Scientific classification
- Kingdom: Animalia
- Phylum: Chordata
- Class: Aves
- Order: Passeriformes
- Family: Leiothrichidae
- Genus: Trochalopteron
- Species: T. morrisonianum
- Binomial name: Trochalopteron morrisonianum Ogilvie-Grant, 1906

= White-whiskered laughingthrush =

- Authority: Ogilvie-Grant, 1906
- Conservation status: LC

Species of bird

The white-whiskered laughingthrush or Formosan laughing thrush (Trochalopteron morrisonianum) is a species of bird in the family Leiothrichidae. It is endemic to montane forests of the island of Taiwan.

==Description==
White-whiskered laughingthrush is a large, 26 to 28 cm long, laughingthrush with a distinctive face pattern. The bill is thrush-like and yellowish to horn-colored. The eyes are black. The legs are strong and brownish pink. The mean body weight is about 77 g.

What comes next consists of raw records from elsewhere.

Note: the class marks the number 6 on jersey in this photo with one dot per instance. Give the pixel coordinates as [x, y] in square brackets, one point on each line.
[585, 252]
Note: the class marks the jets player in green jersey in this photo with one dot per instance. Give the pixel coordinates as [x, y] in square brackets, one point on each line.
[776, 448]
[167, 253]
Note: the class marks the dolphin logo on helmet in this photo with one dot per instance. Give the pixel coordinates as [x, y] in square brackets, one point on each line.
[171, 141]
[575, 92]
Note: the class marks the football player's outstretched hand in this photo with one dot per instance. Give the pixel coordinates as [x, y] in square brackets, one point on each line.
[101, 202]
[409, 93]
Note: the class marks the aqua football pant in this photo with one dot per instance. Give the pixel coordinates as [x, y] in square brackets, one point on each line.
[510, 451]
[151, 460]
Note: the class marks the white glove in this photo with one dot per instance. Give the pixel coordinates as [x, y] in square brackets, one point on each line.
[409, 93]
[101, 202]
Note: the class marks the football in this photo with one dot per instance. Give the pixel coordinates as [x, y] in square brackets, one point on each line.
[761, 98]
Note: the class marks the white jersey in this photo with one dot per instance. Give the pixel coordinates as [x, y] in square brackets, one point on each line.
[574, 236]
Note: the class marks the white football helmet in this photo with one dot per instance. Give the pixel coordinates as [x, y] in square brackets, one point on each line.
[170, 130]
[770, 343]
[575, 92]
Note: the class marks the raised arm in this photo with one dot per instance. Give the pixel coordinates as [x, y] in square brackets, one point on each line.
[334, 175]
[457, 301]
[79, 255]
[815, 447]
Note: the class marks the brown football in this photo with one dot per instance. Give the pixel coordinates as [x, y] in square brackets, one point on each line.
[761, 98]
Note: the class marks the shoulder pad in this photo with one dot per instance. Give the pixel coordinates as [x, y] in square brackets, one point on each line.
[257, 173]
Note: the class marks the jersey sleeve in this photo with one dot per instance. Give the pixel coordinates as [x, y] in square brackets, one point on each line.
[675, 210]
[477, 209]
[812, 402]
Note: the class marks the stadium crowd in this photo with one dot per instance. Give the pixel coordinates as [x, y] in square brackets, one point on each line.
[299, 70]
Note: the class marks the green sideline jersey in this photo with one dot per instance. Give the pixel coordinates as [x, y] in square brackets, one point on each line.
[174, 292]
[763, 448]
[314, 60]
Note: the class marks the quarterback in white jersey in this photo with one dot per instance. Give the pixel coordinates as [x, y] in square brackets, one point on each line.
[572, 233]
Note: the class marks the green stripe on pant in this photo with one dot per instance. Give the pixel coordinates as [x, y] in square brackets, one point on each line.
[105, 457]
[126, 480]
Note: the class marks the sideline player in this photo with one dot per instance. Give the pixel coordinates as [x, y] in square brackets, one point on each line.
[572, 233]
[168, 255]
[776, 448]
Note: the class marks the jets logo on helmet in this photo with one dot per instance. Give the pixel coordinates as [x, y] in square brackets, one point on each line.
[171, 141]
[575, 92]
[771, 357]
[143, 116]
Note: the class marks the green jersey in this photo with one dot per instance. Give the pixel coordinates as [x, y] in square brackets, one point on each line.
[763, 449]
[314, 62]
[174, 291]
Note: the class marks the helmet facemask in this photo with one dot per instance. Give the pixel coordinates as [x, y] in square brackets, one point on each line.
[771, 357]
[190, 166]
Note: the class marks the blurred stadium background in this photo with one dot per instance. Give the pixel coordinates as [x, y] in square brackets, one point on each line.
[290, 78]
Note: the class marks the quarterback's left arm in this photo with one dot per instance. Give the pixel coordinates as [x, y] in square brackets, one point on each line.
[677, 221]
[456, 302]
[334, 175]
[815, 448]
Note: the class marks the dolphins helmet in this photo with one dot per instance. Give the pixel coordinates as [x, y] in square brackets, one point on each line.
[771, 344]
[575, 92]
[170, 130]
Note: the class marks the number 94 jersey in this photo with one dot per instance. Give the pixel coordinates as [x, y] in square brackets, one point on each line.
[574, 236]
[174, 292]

It is a sociable species that often occurs in large groups. It is not necessarily afraid of humans.

==Habitat and ecology==
The species occurs at elevations between 1475 and 3300 m above sea level, but typically above 2000 m, in tall grass, forest undergrowth, thickets, and forest edge scrub. It can enter open areas by roadsides and in forest clearings. In the Yushan National Park, it was more abundant in mixed coniferous forest than in grassland, pine woodland, or spruce forest; along with Taiwan fulvetta (Fulvetta formosana) and Taiwan yuhina (Yuhina brunneiceps), it was a dominant species in that habitat. It is a ground omnivore.

==Conservation==
White-whiskered laughingthrush is a somewhat common species in Taiwan, with an estimated population size between 10,000 and 100,000 breeding pairs. Although its population is believed to be decreasing because of habitat destruction and fragmentation, it is not considered a vulnerable species.